[MacPerl] Bit-wise logical operators in MacPerl

[Alan Fry <ajf@afco.demon.co.uk>]

I have found something which strikes me as strange and wonder if anyone can
shed light on it?

The statements below will return 1 for true as follows:

1)  (/foo/ | /bar/)     for a string with "foo" or "bar" or both
2)  (/foo/ ^ /bar/)     for a string with "foo" or "bar" but not both
3)  (/foo/ & /bar/)     only for a string with both "foo" and "bar"

This is exactly what one would expect. For instance in 3) a match for "foo"
(returning 1) and a match for "bar" (returning 1) would be necessary for
the whole condition to be met since 1 & 0 == 0.

Equally one can put the 'short-cut' operators || and && in 1) and 3) for
similar reasons. So far so good.

But the condition <if(/foo | bar/)> is also met for a line containing
either "foo" or "bar" or both. (Try it and see.) Why?

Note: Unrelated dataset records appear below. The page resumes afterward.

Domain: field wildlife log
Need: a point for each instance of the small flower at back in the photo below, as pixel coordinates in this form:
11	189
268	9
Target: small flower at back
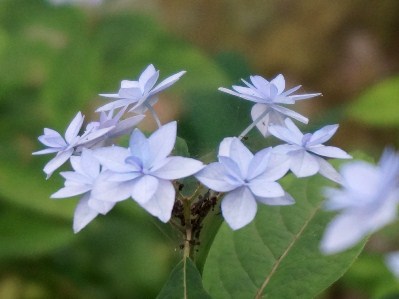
305	150
80	182
65	147
269	96
368	201
246	179
141	94
144	171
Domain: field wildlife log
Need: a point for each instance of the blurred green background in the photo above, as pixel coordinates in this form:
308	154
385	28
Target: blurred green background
55	57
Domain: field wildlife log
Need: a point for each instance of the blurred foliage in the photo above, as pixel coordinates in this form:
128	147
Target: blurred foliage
54	60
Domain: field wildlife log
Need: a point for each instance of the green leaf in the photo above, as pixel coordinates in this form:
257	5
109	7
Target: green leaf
184	282
377	106
277	255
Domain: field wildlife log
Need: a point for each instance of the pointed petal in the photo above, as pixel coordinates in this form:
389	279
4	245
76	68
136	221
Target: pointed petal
326	170
166	83
329	151
57	161
100	206
239	208
291	113
83	215
143	188
70	191
284	200
260	188
113	158
162	142
74	127
106	190
178	167
214	177
279	82
303	164
161	203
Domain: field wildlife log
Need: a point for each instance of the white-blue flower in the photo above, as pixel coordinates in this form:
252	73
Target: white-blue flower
367	201
269	97
80	182
66	147
144	171
246	179
305	150
141	94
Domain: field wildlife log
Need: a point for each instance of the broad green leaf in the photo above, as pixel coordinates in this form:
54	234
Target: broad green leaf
378	105
184	282
277	255
18	238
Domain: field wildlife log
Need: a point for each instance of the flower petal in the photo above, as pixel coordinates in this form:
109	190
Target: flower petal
329	151
161	203
322	135
239	208
143	188
260	188
303	164
73	129
214	177
178	167
162	142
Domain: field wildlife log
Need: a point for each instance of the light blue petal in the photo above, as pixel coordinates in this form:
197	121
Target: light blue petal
214	177
239	208
143	188
178	167
161	203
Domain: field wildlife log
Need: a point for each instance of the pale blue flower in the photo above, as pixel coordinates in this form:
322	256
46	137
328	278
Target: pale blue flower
367	201
392	263
269	97
144	171
117	127
140	94
246	179
80	182
66	147
305	150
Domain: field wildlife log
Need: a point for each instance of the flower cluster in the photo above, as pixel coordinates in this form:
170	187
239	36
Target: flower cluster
105	173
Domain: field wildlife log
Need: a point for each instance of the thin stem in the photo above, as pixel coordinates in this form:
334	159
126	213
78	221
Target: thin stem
254	123
153	113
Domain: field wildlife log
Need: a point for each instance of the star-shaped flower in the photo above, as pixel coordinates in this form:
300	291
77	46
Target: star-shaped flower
118	127
80	182
246	179
269	96
65	147
144	171
142	94
368	200
305	150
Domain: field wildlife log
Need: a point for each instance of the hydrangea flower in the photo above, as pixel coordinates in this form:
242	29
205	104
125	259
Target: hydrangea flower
80	182
368	201
269	96
246	179
305	150
118	127
65	147
142	94
144	171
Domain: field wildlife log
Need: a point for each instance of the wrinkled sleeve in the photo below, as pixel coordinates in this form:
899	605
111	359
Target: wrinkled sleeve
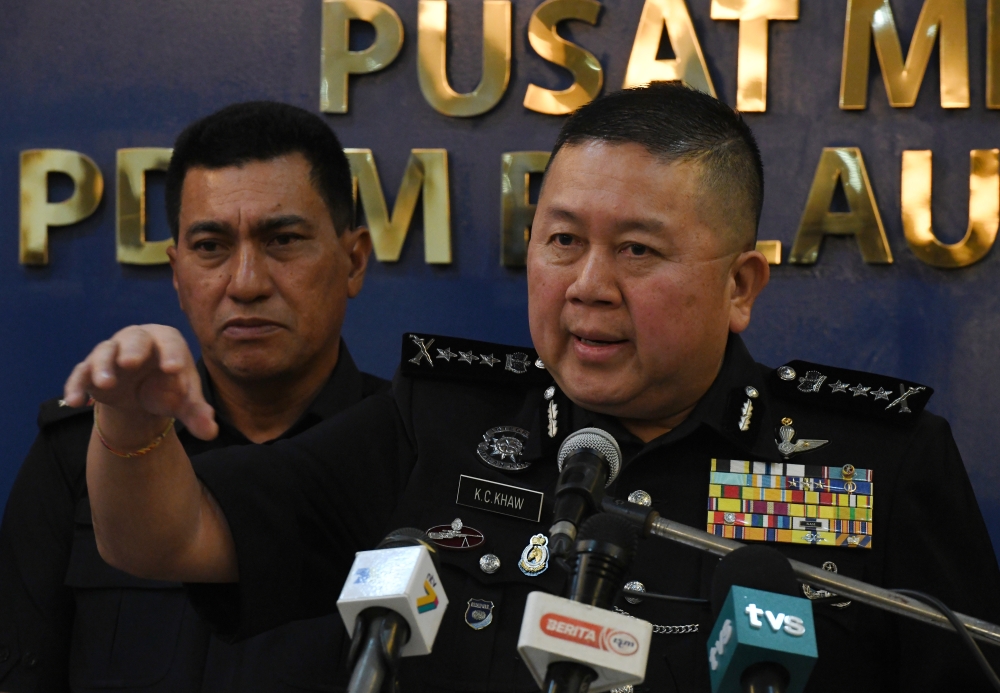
939	544
298	510
36	608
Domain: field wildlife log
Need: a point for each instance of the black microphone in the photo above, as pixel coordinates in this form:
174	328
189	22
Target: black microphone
763	571
381	632
604	551
589	460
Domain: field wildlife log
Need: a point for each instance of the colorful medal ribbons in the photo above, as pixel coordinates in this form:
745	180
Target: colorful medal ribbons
791	503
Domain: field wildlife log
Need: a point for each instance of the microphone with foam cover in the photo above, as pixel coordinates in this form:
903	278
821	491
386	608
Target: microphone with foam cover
575	645
764	639
588	460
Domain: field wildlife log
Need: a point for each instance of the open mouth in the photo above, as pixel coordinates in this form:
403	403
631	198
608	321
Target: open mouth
598	342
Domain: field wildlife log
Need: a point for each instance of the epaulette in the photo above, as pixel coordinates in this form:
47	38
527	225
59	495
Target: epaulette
435	356
856	392
56	410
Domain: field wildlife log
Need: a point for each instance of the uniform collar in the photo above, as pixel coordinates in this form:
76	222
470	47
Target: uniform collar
721	410
343	388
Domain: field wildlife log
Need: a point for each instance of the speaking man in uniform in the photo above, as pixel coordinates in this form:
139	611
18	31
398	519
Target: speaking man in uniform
259	199
642	272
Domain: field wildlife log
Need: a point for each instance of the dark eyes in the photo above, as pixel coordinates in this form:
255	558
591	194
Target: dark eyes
206	246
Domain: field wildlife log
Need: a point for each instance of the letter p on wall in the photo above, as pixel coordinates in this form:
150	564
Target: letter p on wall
38	214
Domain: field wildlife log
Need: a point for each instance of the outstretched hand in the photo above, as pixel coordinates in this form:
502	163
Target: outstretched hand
143	374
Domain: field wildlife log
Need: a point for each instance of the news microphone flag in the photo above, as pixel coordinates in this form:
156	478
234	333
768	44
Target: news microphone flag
403	580
555	629
755	626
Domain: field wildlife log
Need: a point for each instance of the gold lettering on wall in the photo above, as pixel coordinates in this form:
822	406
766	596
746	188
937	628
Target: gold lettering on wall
132	248
984	209
844	165
432	28
38	214
751	70
338	61
516	209
427	171
588	76
993	54
869	20
688	65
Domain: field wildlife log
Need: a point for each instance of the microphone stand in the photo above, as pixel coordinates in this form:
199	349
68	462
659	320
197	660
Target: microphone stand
653	524
379	635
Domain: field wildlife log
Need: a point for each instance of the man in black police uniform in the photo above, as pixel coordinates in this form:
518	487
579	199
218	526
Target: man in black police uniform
641	273
260	200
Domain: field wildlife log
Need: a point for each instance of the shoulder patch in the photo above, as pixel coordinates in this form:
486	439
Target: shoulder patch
856	392
436	356
56	410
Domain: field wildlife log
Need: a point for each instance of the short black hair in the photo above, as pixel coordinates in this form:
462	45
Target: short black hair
678	123
261	131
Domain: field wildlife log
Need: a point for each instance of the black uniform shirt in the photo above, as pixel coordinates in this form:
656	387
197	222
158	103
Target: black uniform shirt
399	459
68	621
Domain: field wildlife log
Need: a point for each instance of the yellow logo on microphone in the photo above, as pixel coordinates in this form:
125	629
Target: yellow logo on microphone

Suppose "foo" were "A" and "bar" were "B". The bit-wise operator | would
(presumably) take that to mean 65 | 66 would it not? But 65 | 66 == 67,
which is certainly not "true".

Why does (/foo | bar/) work in this way? Neither (/foo & bar/) nor (/foo ^
bar/) nor (/foo && bar/) nor (/foo || bar/) behave other than as expected.
Is this:

        a)      a happy quirk of Unix Perl?
        b)      a built-in undocumented property of Unix Perl?
        c)      something unique to MacPerl?
        d)      just something I have missed in the documentation?

Certainly it is extremely useful -- but is it safe?

Alan